Bangko Sentral ng Pilipinas said Thursday it’s keeping the overnight borrowing rate at 3 percent, as predicted by all 17 economists surveyed by Bloomberg. The bank last lowered the rate in May and narrowed the band around it to make monetary policy more effective.
Overall inflation risks are broadly balanced, Governor Amando Tetangco said at a briefing. He however warned that “increased uncertainty over prospects for growth and monetary policy action in major advanced economies” calls for prudence when it comes to the Philippines’ own policy.
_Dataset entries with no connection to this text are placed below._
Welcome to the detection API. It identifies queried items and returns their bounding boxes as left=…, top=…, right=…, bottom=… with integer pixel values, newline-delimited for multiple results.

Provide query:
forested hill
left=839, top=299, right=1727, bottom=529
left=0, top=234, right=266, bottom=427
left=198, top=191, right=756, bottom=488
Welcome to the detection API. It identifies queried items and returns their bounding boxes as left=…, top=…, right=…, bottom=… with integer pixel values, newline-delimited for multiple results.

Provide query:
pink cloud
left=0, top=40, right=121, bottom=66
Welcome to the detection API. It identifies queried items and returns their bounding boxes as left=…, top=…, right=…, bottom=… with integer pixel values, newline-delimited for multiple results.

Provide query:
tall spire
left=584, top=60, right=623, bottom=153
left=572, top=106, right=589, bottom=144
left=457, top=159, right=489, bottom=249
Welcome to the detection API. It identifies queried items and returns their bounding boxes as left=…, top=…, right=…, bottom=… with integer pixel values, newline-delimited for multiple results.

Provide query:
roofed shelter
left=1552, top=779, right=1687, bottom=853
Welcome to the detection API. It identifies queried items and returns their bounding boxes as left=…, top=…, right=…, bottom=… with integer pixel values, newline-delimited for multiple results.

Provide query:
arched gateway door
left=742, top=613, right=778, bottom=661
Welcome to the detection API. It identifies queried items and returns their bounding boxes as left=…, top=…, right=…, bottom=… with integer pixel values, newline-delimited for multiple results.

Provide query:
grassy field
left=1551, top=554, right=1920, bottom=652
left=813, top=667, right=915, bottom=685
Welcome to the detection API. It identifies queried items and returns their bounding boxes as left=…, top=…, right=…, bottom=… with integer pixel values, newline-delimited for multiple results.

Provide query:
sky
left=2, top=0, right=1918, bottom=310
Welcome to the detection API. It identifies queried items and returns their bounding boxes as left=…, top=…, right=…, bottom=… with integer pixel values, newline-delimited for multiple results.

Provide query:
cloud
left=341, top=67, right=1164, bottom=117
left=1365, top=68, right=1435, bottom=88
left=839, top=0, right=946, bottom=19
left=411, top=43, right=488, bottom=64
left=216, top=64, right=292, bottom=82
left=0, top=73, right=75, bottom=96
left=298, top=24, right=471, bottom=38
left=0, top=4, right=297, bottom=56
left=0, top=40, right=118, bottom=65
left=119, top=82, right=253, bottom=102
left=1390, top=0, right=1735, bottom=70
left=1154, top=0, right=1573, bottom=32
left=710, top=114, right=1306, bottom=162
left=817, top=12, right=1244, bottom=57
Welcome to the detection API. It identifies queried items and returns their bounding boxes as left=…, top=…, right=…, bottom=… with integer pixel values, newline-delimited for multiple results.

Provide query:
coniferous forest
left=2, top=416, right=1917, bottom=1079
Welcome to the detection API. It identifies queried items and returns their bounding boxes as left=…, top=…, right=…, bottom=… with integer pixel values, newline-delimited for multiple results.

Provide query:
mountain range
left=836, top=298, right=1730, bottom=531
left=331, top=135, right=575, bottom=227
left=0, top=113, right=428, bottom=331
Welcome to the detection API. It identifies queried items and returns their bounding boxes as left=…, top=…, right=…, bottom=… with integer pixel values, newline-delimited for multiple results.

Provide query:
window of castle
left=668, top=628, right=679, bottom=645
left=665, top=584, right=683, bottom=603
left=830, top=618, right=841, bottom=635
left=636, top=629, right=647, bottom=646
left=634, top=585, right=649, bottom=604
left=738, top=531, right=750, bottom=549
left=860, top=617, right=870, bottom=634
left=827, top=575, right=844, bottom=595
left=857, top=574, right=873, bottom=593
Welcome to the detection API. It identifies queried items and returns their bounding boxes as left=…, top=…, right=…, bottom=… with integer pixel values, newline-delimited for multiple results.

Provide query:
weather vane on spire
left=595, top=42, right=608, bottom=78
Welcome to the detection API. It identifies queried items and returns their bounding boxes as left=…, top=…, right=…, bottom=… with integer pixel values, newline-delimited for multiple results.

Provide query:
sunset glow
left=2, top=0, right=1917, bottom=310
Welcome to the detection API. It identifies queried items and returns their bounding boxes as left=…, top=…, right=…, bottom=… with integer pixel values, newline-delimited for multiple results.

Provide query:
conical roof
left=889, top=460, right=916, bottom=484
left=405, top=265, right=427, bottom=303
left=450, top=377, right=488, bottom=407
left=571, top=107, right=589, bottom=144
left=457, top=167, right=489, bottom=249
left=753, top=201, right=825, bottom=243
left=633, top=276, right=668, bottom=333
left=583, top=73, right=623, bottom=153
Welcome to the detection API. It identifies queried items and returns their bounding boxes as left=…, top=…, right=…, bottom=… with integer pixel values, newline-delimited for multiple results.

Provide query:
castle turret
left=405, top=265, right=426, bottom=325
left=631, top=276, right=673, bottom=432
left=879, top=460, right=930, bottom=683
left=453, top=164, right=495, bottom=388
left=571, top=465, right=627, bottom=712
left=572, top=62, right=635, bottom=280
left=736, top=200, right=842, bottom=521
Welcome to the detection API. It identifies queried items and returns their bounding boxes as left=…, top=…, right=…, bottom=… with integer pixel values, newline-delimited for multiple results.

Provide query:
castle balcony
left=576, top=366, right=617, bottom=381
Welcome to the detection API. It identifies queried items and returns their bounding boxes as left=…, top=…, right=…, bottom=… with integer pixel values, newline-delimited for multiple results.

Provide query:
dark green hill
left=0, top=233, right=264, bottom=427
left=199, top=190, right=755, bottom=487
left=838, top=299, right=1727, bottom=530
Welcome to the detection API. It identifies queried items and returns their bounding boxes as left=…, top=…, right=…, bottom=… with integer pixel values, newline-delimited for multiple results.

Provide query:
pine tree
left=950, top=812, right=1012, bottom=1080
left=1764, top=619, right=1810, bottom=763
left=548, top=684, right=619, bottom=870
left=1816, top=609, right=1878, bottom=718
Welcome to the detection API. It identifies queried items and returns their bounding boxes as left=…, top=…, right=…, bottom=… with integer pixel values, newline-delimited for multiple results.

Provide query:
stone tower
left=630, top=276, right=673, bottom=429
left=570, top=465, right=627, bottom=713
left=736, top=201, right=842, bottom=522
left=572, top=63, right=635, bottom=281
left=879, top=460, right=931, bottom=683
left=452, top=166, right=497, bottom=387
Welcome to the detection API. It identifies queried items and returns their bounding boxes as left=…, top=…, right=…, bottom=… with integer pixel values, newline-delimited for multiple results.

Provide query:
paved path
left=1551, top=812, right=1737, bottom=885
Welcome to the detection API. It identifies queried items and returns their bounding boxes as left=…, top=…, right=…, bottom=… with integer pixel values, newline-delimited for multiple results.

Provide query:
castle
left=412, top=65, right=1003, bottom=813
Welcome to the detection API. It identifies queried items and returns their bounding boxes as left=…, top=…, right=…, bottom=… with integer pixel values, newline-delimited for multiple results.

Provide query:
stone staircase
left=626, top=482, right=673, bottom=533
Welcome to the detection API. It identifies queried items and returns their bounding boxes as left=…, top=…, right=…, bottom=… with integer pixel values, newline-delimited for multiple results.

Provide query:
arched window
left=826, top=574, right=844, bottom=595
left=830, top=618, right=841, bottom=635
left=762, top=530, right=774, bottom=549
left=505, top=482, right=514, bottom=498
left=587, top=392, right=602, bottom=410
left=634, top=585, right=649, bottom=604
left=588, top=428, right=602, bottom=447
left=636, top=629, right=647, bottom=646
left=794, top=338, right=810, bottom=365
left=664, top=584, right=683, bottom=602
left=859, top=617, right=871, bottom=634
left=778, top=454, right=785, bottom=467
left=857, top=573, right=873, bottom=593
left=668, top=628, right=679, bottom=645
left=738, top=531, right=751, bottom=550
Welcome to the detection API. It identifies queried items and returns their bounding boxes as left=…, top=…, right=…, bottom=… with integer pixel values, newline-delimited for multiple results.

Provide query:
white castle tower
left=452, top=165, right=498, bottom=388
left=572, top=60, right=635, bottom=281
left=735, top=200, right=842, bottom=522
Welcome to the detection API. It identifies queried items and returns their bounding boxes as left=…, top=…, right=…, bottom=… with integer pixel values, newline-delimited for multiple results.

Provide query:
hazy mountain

Inflation in the Southeast Asian nation has edged higher in recent months, moving to 1.9 percent in July, more than one percentage point higher than a year earlier. Meanwhile, the economy grew an annual 6.9 percent -- faster than China -- in the first quarter. Duterte’s administration has forecast growth of 6 percent to 7 percent this year.
“The economy is booming,” Tim Condon, a Singapore-based economist with ING Group, said by e-mail. “We’re forecasting inflation accelerating to the top half of the BSP target range next year.”
That means price pressures closer to 4 percent, which, according to Condon, could push the BSP to raise rates in the first quarter of 2017, Condon said.
The central bank on Thursday lowered its average inflation forecast for 2016 to 1.8 percent from 2 percent, and to 2.9 from 3.1 percent for 2017, Deputy Governor Diwa Guinigundo said at the briefing. The revised predictions however don’t consider possible steps that may stoke prices, including higher utility rates and fuel taxes, he said.
"Despite the benign forecast for inflation, JPMorgan expects no change in monetary policy setting this year as the central bank implements its interest rate corridor mechanism amid a narrowing external balance," Sin Beng Ong, JPMorgan Chase & Co.’s chief economist for Southeast Asia, wrote in a note.
In his first state of the nation address, Duterte late last month promised to keep the economic policies of his predecessor “and even do better,” outlining initiatives he said would boost growth and create jobs to lift people out of poverty.
The former mayor, who took office June 30, has vowed to relax economic restrictions and make it easier to do business, in a bid to attract more foreign investment. Duterte, 71, is also pledging to lower personal and corporate income taxes, accelerate infrastructure spending and ease rules protecting the secrecy of bank deposits.